Bank Indonesia (BI) Provinsi Riau telah bekerja sama dengan Badan Wakaf Indonesia (BWI) Pusat dan BWI Provinsi Riau untuk menyelenggarakan asesmen sertifikasi 50 nazir wakaf yang telah mengikuti pelatihan daring sebelumnya. Kepala Perwakilan BI Provinsi Riau, Panji Achmad, menjelaskan bahwa kegiatan ini merupakan langkah nyata dalam pengembangan ekonomi dan keuangan syariah di Provinsi Riau. Nazir wakaf berperan sebagai pengawas untuk memastikan dana wakaf digunakan sesuai dengan prinsip syariah. Tujuan dari program ini adalah untuk mendorong pengelolaan wakaf produktif di Provinsi Riau agar dapat berkontribusi pada pertumbuhan ekonomi yang lebih inklusif.

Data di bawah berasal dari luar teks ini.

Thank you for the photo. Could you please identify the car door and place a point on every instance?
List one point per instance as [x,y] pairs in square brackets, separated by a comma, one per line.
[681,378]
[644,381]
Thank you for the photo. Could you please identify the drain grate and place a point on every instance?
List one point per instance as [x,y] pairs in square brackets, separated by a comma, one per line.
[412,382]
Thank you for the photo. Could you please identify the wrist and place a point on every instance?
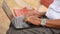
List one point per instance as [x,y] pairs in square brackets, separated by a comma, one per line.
[43,22]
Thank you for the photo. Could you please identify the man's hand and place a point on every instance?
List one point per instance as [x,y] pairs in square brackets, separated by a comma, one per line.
[34,20]
[32,13]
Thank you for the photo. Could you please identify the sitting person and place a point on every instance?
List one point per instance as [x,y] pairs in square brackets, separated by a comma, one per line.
[53,15]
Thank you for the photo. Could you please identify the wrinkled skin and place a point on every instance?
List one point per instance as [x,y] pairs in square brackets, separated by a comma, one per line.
[32,16]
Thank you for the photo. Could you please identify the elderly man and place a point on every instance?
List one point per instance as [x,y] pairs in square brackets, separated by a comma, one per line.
[53,15]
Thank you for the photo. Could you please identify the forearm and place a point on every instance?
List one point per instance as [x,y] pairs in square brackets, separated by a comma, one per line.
[53,23]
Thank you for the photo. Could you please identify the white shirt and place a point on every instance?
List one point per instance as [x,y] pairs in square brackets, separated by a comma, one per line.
[53,11]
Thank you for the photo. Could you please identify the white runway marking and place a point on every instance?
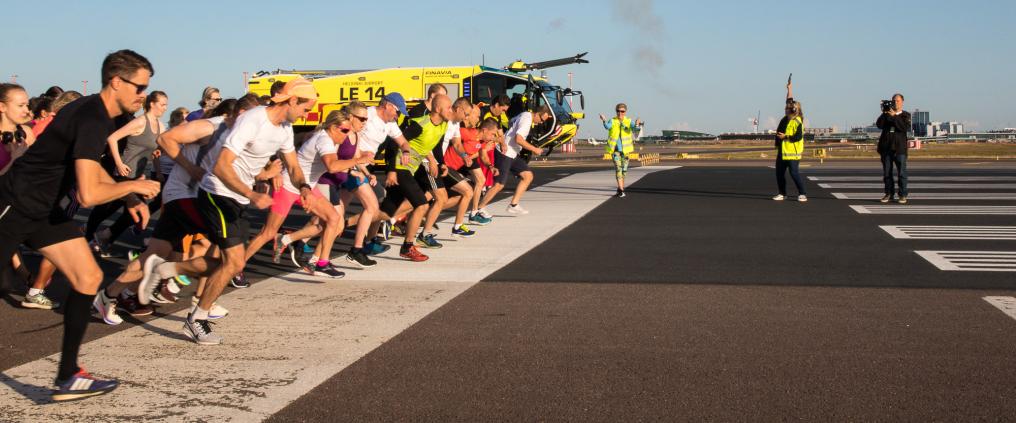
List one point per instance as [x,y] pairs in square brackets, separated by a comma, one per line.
[915,178]
[287,335]
[998,233]
[1006,304]
[918,185]
[971,260]
[931,195]
[934,209]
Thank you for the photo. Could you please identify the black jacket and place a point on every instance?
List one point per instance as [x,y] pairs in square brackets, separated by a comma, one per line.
[894,129]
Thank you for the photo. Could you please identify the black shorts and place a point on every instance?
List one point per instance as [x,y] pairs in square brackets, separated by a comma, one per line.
[505,165]
[224,220]
[180,218]
[36,233]
[410,187]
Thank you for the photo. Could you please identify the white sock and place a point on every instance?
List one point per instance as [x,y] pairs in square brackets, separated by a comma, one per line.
[198,313]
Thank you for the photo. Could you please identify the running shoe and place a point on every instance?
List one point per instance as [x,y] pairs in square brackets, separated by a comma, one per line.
[240,281]
[277,247]
[328,270]
[428,241]
[358,257]
[130,305]
[107,308]
[517,209]
[480,220]
[462,232]
[182,280]
[81,385]
[375,248]
[216,312]
[164,294]
[413,254]
[149,281]
[200,331]
[40,301]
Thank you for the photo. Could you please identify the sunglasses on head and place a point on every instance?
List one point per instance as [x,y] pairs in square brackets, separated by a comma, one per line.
[140,87]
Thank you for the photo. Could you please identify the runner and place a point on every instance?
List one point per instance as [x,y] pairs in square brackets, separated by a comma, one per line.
[127,161]
[66,156]
[316,158]
[508,162]
[225,193]
[189,143]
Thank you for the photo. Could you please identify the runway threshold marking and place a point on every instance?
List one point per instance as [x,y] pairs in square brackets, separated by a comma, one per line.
[1006,304]
[997,233]
[287,335]
[970,260]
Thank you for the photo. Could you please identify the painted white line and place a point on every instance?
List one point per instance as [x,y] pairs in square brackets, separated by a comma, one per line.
[1006,304]
[931,195]
[918,185]
[287,335]
[971,260]
[935,209]
[915,178]
[1000,233]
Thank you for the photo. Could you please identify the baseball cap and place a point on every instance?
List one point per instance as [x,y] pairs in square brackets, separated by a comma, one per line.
[397,100]
[299,87]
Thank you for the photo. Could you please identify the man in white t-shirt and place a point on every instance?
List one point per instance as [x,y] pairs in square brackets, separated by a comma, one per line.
[509,162]
[224,194]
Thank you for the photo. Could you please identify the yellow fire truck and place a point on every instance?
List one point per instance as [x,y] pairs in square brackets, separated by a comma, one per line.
[480,83]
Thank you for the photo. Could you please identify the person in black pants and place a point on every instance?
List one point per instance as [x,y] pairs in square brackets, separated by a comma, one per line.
[894,123]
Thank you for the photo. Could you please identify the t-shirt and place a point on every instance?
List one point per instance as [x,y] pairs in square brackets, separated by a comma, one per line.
[40,179]
[375,131]
[425,135]
[310,161]
[178,183]
[254,139]
[520,126]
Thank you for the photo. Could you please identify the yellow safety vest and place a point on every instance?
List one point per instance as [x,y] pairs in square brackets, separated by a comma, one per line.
[790,149]
[620,130]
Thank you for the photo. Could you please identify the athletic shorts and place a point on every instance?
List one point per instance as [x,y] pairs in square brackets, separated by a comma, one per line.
[224,220]
[179,220]
[282,200]
[36,233]
[505,165]
[409,188]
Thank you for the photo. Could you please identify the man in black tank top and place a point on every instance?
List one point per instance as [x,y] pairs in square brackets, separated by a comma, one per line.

Kegiatan ini merupakan bagian dari Riau Sharia Week 2025 dan juga mendukung Festival Ekonomi Syariah (FESyar) Regional Sumatera 2025 yang akan berlangsung pada Mei 2025. Harapannya, program ini dapat menjadi agenda kolaborasi rutin dengan mitra strategis seperti BWI di Provinsi Riau. BI Provinsi Riau akan terus berkomitmen dalam mendukung pengembangan ekonomi dan keuangan syariah di wilayah tersebut melalui program-program yang akan dilaksanakan di masa mendatang. Hal ini diharapkan dapat menjadikan Provinsi Riau sebagai pusat pengembangan ekonomi dan keuangan syariah serta mendukung gaya hidup halal yang inklusif.
Wakil Ketua Badan Wakaf Indonesia, Tatang Astarudin, juga memberikan apresiasi dan dukungannya terhadap kegiatan pelatihan dan sertifikasi nazir wakaf di Provinsi Riau. Program ini dianggap sebagai langkah penting dalam pengembangan ekonomi dan keuangan syariah di daerah tersebut. Semua pihak berharap program ini dapat memberikan dampak positif yang lebih luas dan berkelanjutan bagi Provinsi Riau.